This week's Senate battle over the energy bill heralds a longer fight on climate change, some analysts say.
As Congress struggled to shape new energy legislation this week, an equally important fight was shaping up: whether the United States will begin to regulate greenhouse-gas emissions.
The prospects for such regulation began to emerge this past April when, in a setback for the Bush administration, the US Supreme Court affirmed that the Environmental Protection Agency had the legal authority to regulate emissions.
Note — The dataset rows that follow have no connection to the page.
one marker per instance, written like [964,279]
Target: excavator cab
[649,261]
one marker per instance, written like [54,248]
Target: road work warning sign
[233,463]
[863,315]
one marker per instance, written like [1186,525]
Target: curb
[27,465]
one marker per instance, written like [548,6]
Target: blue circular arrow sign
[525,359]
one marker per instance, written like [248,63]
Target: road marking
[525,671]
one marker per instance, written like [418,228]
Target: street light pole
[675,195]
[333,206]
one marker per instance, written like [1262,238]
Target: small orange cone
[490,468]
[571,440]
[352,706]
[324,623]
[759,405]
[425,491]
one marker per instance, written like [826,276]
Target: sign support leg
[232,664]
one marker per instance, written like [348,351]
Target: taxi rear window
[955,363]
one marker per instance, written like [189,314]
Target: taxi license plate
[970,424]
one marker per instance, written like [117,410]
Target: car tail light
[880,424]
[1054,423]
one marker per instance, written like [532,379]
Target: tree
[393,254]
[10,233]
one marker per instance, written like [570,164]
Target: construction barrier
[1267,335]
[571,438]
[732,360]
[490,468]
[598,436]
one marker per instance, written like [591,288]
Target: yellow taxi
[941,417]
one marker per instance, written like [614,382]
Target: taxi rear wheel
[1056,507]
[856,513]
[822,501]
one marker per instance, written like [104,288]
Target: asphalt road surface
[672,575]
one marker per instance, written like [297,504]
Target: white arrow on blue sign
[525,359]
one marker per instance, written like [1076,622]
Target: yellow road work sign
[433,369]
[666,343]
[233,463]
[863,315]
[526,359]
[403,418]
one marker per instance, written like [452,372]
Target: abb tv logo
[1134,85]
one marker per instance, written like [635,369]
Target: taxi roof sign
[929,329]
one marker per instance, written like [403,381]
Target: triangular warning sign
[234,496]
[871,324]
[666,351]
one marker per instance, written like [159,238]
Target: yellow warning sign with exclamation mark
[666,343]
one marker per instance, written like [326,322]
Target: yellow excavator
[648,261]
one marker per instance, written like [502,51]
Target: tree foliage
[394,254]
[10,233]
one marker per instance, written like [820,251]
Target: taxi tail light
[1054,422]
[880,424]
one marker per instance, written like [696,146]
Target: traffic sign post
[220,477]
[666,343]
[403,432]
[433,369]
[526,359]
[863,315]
The wrangling this week over the Senate energy bill represents the first skirmish over what could quickly become a full-blown battle over measures to slow climate change.
By the end of the month, the EPA could announce findings that would require it to crack down on emitters of greenhouse gases, says a source familiar with discussions between the White House and EPA.
That may explain why the White House threatened last Friday to veto the energy bill unless it contained a seemingly minor provision to give the Department of Transportation (DOT) authority over auto fuel-economy standards rather than the Environmental Protection Agency. But the language would have effectively stripped the EPA of all authority to regulate greenhouse-gas emissions, thus nullifying the high court's decision in April.
Besides eliminating the EPA as a regulator, such a measure would have also gutted efforts by California and 16 other states to enforce carbon-dioxide emissions requirements for vehicles, environmental legal experts say. Yet a federal court ruling Wednesday upheld California's measures.
"The recent statement of administration policy [threatening a veto] certainly took sharp aim at reversing the Supreme Court's decision confirming EPA's power to regulate global-warming pollution under the Clean Air Act," said Vickie Patton, deputy general counsel for Environmental Defense, a Washington group.
The Senate at press time seemed poised to pass a stripped-down version of the energy bill, which would boost the auto-fuel standards for the first time since the 1970s under the EPA's auspices, as well as boost biofuels. But it would not include controversial measures that would have increased the tax burden on the oil, gas, and coal industries – or required electric utilities to use renewable sources of energy.